A friend of mine once told me how, during a search for a friend who it was thought, had drowned himself in a local lake, she went in a rowing boat with her lover, and after a time, they wordlessly pulled into the shore and made love. She described it as somehow instinctual, driven, and it puzzled her that in the midst of sorrow and dread, that this should have been their reaction. Many young women gave themselves to young men about to depart for the fighting during the Second World War (perhaps all wars) and if there was a moment of happiness for each of them, did it result in a happy event nine months later. (Imagine the psychologists trying to devise an experiment to test that hypothesis!) Happiness can be mixed with poignant sadness if the father never made it back or perhaps was not even known – so maybe the urge to procreate in the face of disaster is an instinct rather than the pursuit of momentary happiness. If we are driven by instinct, then where does happiness fit in? We human beings need to stay together for perhaps 21 years in order to raise a family, so the joys of sex are but rarely resultant in pregnancy but can form the glue that holds couples together – if they are lucky, and that is why it is not just the young, who may be enjoying the lockdown in their empty nests.
Do animals feel happiness?
It’s so hard not to be anthropocentric when looking at animals, to see the dog with its head on its master’s lap, to watch seagulls shooting the breeze or lambs leaping as they are in the fields here, and not imagine they feel happy – who knows. When I watch lambs playing, I simultaneously feel happy for the moment and sad because I know that very soon they will no longer be frisky but head down grazing for the rest of their lives with no great appearance of happiness ever again…

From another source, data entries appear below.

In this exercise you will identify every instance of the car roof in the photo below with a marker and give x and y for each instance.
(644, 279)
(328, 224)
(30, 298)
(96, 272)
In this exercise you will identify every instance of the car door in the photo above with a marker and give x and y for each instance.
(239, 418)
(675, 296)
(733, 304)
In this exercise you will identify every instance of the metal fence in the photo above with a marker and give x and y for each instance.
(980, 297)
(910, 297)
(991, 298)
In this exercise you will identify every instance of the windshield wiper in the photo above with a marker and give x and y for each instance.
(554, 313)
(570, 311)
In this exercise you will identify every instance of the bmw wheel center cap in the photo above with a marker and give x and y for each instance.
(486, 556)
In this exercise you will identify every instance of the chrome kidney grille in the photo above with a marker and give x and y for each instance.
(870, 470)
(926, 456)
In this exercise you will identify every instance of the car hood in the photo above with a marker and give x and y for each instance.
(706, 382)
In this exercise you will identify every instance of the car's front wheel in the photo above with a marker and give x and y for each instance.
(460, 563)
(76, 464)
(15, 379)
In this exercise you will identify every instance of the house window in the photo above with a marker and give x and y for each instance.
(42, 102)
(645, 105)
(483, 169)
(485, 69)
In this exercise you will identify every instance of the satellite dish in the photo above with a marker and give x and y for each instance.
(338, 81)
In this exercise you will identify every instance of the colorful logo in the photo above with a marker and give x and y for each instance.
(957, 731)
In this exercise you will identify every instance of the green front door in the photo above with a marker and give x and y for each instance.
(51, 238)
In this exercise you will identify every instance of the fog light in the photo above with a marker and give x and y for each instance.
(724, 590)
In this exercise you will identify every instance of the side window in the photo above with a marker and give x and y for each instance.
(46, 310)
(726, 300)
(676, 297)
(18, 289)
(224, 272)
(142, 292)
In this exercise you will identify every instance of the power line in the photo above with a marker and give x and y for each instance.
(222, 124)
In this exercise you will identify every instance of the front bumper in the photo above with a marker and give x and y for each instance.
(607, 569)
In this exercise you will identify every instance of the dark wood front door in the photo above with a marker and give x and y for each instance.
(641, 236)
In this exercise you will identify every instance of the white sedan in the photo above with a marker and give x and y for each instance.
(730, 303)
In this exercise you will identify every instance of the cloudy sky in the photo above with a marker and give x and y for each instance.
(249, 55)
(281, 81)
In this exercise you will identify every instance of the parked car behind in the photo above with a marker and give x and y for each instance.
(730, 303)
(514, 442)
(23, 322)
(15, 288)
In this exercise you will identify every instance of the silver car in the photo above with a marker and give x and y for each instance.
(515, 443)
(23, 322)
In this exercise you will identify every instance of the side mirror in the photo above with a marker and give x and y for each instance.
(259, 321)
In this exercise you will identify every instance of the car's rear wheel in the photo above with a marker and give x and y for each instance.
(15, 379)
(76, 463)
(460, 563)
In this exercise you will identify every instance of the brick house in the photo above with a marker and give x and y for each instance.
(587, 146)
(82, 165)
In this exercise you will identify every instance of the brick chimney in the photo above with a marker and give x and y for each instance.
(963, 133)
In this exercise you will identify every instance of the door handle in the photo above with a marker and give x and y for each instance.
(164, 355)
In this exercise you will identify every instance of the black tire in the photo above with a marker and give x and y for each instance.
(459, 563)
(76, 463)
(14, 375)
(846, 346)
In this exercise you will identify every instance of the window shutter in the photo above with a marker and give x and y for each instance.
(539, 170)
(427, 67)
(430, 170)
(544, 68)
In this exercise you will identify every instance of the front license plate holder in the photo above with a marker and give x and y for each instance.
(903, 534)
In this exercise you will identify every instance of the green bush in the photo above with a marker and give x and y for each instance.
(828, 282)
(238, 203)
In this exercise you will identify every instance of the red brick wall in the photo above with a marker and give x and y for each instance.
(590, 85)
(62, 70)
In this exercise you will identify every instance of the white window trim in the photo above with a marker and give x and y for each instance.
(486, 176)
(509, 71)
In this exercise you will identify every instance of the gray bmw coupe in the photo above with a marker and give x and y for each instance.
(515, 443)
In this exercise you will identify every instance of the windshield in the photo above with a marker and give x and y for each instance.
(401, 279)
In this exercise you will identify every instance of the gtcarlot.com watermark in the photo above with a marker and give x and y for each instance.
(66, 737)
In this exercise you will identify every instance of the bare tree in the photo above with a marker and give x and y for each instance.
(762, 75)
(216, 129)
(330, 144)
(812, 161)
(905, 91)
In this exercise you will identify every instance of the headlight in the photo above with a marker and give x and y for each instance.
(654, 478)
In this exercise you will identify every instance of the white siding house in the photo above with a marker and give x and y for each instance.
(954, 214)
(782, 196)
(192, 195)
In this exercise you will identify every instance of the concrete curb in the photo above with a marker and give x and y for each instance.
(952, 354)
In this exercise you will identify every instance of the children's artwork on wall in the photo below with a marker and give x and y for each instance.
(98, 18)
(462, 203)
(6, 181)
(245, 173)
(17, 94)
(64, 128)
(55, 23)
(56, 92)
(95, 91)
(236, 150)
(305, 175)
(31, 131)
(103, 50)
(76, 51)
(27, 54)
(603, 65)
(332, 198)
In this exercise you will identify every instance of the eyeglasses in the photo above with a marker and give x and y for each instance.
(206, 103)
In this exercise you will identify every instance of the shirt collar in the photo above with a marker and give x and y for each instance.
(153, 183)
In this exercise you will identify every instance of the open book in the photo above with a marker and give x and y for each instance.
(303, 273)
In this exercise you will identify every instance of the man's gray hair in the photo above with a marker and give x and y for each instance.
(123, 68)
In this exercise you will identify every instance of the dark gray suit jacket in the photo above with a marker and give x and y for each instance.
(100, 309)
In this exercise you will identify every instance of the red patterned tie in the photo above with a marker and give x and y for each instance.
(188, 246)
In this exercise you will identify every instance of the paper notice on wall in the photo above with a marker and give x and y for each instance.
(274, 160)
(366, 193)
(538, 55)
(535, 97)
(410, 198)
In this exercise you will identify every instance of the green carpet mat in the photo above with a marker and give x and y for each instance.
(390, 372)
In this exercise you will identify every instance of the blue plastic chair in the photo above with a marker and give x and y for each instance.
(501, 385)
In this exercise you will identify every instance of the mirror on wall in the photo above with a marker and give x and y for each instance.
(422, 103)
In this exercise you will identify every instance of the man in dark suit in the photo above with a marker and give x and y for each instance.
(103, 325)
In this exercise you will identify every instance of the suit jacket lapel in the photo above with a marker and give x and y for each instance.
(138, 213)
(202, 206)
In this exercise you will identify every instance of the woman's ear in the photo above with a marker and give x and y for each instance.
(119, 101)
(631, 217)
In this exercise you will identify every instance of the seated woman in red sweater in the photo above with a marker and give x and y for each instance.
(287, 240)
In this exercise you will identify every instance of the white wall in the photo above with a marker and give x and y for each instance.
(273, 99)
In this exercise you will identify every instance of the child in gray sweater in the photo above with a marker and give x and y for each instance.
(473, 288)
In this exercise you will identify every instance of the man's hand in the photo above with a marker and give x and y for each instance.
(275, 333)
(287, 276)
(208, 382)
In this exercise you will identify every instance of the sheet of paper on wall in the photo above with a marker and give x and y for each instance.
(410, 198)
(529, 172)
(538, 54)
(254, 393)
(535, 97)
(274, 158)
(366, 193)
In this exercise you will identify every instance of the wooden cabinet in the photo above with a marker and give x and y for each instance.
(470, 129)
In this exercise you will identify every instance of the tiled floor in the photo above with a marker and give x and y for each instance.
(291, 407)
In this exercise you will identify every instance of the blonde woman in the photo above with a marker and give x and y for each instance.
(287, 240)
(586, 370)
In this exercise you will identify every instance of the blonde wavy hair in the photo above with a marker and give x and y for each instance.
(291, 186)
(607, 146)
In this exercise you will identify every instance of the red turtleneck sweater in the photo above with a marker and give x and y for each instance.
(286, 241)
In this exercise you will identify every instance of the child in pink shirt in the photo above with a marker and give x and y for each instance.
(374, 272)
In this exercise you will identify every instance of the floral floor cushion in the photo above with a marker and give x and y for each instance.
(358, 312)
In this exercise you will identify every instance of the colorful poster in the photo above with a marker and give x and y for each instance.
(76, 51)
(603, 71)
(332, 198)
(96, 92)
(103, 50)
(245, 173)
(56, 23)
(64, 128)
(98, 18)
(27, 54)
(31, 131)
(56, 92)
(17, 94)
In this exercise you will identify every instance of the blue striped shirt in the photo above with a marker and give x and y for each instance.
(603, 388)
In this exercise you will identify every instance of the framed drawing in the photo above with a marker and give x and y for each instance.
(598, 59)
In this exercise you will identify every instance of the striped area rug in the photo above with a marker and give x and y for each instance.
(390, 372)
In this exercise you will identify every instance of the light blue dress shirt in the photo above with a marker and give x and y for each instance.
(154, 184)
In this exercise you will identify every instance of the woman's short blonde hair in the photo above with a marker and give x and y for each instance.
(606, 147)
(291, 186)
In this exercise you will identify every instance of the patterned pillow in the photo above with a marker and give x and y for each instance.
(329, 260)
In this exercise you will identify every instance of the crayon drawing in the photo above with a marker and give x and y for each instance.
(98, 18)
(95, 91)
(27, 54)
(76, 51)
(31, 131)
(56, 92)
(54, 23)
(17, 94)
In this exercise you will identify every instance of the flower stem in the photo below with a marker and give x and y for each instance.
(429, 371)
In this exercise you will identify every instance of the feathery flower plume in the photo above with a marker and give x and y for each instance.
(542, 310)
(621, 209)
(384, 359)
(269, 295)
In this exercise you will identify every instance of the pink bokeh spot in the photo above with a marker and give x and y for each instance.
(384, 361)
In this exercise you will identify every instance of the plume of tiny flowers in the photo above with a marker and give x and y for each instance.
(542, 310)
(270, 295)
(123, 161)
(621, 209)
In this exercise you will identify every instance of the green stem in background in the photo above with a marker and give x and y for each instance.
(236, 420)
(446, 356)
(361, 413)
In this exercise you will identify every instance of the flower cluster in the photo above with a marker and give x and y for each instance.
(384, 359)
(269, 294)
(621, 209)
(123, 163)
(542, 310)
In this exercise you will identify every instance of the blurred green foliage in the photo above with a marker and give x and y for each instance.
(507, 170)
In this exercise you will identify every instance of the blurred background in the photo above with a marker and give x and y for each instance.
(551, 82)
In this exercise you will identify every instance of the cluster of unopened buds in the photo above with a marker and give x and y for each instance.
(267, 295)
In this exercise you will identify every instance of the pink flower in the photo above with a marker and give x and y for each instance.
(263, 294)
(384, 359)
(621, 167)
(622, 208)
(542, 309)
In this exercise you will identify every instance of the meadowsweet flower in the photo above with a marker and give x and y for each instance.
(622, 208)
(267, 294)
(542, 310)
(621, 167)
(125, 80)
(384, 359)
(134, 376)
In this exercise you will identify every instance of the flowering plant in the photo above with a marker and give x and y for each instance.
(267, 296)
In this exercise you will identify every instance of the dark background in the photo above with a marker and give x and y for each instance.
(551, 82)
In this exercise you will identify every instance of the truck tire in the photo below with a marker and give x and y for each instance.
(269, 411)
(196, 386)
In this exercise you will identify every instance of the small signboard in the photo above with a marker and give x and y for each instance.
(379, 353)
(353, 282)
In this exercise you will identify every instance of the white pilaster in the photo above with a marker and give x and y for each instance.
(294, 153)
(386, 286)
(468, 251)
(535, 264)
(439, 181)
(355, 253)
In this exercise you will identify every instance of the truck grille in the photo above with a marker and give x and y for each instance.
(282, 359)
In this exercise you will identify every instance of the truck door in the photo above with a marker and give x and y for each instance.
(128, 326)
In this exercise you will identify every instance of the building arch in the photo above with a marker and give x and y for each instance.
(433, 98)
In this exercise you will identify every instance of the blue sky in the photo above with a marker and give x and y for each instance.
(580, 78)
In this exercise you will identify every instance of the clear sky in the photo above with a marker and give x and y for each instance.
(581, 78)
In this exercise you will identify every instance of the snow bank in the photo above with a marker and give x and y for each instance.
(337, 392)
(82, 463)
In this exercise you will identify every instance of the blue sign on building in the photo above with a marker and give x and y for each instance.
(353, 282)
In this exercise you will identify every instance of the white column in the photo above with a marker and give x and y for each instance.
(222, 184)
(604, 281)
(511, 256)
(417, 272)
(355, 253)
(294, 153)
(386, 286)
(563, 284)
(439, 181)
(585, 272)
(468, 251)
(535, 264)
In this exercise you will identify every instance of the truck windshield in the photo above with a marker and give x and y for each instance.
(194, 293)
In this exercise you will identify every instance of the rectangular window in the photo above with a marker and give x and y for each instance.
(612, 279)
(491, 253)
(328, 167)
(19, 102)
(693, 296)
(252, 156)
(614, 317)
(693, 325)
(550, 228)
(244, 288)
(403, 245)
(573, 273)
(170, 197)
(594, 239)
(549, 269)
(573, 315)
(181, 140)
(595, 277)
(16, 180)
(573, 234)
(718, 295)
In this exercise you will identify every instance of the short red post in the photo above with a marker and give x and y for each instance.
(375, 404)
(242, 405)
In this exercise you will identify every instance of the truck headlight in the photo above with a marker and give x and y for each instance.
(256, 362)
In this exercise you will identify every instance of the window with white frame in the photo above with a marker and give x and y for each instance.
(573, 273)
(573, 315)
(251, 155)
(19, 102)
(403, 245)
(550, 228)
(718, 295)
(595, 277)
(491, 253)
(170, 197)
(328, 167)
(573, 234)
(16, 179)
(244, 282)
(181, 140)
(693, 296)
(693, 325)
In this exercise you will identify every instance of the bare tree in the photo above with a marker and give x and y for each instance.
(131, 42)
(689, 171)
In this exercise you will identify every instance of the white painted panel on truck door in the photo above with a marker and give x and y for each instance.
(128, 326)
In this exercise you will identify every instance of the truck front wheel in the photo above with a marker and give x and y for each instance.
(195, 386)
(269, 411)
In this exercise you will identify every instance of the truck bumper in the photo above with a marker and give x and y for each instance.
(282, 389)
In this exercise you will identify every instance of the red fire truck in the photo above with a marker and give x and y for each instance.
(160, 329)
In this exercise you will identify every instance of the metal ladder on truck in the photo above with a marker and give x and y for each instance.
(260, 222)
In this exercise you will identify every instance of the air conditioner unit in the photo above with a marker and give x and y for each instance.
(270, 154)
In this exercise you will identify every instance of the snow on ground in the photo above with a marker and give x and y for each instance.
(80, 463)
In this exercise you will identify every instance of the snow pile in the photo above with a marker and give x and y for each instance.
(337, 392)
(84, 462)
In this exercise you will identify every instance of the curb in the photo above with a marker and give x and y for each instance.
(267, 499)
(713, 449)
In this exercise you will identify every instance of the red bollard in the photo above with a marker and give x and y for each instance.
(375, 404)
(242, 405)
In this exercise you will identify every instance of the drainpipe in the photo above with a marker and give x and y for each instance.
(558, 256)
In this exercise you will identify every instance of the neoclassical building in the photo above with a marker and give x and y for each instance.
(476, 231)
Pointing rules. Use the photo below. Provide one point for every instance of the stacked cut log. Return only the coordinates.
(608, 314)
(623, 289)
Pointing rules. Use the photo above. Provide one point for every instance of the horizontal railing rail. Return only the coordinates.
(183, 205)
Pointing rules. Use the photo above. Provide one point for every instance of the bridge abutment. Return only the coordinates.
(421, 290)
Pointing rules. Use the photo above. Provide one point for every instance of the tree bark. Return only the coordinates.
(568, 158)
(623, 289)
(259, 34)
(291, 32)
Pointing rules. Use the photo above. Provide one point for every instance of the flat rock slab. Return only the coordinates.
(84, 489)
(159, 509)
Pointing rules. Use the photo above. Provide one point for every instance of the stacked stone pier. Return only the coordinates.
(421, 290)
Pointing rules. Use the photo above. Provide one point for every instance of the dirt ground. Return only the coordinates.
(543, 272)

So there are my thoughts for the day – gather ye rosebuds in whatever ways you can at this sad/happy time. Listen to the bird-song without the roar of traffic, bask under skies not crisscrossed with con-trails, breath deep in the less polluted air, love the one(s) you’re with, practice Zen or whatever floats your boat (within the confines of the lockdown) and if you haven’t got a boat, your mind can imagine whatever you like and you can be happy with it…
What has made me happy? Last night I took my new telescope outside for the first time and looked at the moon, large and even though slightly hazy, pure magic and wonder!